Turkey, UK have 'huge potential' in finance

Britain's ambassador tells Istanbul conference that Islamic finance, participation banking and insurance offer opportunities

Turkey, UK have 'huge potential' in finance

World Bulletin / News Desk

Britain’s ambassador to Turkey has praised the economic ties between his country and Ankara, saying the U.K. “has a lot to offer to Turkey in terms of partnership”.

Richard Moore was speaking during a two-day economic conference which gathered experts and academics from the banking and insurance sectors in Istanbul on Thursday.

“I think there is a huge potential for partnership around Islamic finance, participation banking and insurance where the U.K. and London is the leader in the Western world developing production,” he said.

“At the center of that there is a real commitment on the U.K.’s part to support Turkey’s ambition to turn Istanbul an international financial center.”

He added that the Turkish economy had developed: “The financial sector, particularly the banking sector, has really proved its worth, I think, in recent years,” he said.

“You went through very difficult times in the 1990s and you reformed your banking system at the time so when we came to the big crisis in 2008, you did remarkably well.”

Moore stated that the Istanbul stock exchange and the country’s banking sector have “made important progress in insurance and pension sector”.

“Those sectors are a little undercooked and there is still plenty of room for growth and developments in those areas,” he added.

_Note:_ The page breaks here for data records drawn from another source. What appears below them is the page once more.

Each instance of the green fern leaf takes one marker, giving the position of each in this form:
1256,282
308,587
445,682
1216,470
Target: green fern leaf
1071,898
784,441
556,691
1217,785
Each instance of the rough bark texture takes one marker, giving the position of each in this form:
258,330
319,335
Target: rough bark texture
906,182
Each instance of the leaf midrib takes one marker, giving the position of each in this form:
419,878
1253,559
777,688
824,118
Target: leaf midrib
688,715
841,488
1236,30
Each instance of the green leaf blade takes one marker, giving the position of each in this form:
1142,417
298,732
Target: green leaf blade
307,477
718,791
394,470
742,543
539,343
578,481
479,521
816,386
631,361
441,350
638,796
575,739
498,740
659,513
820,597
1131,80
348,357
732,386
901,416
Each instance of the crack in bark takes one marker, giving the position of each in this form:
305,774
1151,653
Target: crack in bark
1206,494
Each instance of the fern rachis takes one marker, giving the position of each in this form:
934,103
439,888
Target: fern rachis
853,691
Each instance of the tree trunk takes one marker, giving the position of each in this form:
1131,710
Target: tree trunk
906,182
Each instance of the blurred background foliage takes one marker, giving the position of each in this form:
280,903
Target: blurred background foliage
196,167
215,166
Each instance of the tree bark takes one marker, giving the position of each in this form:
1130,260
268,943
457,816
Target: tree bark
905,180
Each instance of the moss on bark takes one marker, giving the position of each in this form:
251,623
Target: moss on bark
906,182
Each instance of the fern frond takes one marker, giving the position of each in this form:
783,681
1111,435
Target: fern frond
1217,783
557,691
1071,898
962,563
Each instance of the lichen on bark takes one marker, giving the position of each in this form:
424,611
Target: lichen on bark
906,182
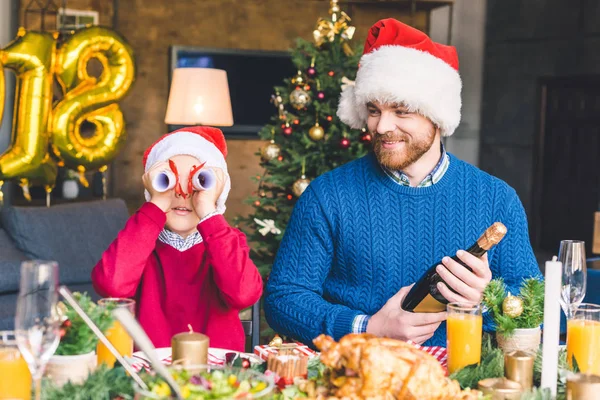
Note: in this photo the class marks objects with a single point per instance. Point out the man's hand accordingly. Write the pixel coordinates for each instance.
(469, 285)
(393, 322)
(161, 200)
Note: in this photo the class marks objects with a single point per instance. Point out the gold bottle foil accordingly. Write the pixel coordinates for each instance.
(190, 348)
(518, 367)
(501, 389)
(492, 235)
(583, 387)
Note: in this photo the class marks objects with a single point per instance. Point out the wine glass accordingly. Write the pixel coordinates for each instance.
(574, 274)
(37, 322)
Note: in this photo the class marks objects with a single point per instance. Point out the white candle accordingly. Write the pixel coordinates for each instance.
(551, 325)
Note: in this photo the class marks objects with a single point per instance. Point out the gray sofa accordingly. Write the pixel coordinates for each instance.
(74, 235)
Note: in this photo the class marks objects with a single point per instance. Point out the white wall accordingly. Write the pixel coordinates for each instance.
(8, 31)
(468, 35)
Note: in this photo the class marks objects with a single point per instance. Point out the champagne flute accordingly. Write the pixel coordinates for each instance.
(37, 322)
(574, 274)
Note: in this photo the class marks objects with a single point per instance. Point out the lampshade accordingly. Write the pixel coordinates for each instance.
(199, 96)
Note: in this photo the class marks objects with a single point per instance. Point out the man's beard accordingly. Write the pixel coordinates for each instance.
(398, 160)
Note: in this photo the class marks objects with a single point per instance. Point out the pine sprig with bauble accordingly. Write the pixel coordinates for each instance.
(510, 312)
(75, 336)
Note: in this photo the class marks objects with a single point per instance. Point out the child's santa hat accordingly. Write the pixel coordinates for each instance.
(402, 65)
(202, 142)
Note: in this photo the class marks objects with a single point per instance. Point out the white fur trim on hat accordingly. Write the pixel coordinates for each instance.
(396, 74)
(191, 144)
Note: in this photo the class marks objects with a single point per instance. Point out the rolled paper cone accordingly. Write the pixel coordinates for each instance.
(204, 179)
(500, 388)
(518, 367)
(190, 348)
(583, 387)
(163, 181)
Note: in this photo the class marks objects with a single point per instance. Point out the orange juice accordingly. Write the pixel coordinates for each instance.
(15, 378)
(583, 342)
(463, 340)
(122, 342)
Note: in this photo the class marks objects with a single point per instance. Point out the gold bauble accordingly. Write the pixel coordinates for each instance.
(298, 79)
(512, 306)
(270, 151)
(299, 98)
(300, 186)
(316, 132)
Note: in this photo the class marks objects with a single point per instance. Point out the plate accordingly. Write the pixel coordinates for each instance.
(216, 356)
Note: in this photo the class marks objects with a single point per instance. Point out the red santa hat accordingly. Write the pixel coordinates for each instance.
(402, 65)
(205, 143)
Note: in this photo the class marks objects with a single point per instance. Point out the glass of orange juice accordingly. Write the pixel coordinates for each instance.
(15, 378)
(583, 338)
(116, 334)
(463, 339)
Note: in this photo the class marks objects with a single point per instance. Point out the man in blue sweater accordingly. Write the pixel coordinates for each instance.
(362, 234)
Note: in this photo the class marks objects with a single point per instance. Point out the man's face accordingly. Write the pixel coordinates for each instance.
(400, 137)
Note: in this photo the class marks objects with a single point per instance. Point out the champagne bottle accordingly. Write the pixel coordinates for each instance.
(425, 296)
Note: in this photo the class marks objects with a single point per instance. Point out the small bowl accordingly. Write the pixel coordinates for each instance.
(240, 373)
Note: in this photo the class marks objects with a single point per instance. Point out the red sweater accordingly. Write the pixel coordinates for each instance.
(205, 286)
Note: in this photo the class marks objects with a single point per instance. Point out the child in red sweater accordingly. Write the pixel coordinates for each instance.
(177, 256)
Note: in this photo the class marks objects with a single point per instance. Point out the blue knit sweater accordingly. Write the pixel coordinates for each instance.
(356, 237)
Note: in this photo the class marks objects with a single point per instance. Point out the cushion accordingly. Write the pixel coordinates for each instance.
(74, 235)
(10, 264)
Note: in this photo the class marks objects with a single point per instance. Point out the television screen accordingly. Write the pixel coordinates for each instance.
(251, 75)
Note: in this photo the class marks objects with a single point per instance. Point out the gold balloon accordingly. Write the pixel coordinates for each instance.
(31, 55)
(91, 99)
(270, 151)
(299, 98)
(300, 186)
(316, 132)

Another keynote speaker at the event was John Nelson, chairman of Lloyd’s, the world’s leading market for specialist insurance and reinsurance.

He mentioned the importance of different levels of insurance penetration.

“While the U.S., the U.K and New Zealand and Chile have a high level of insurance penetration, Turkey certainly does not,” he said.

He said that risks were becoming more concentrated, making economies and business more vulnerable to “catastrophic and systemic shock”.

“The nature of the risk is changing,” he added.

Nelson said that as the Turkish economy expanded, so did the value of the assets and infrastructure requiring protection.

“In Istanbul alone $82.5 billion of the city’s projected annual GDP of around $500 billion is at risk from these 18 threats with earthquakes, human pandemics, [and a] stock market crash are in the top five, in terms of a financial impact,” he added.

“This represents a substantial potential drag on Istanbul’s future economic growth,” he said.

Speaking at the same event, Abdurrahman Bilgic, ambassador of Turkey to the U.K., said that bilateral relations between the two countries were very strong.

“There is every reason to believe that the relationship between Turkey and the U.K. will become even stronger in the year ahead,” he said:

“And finance is one of the key areas which promises the best opportunities for strengthening our bilateral cooperation.”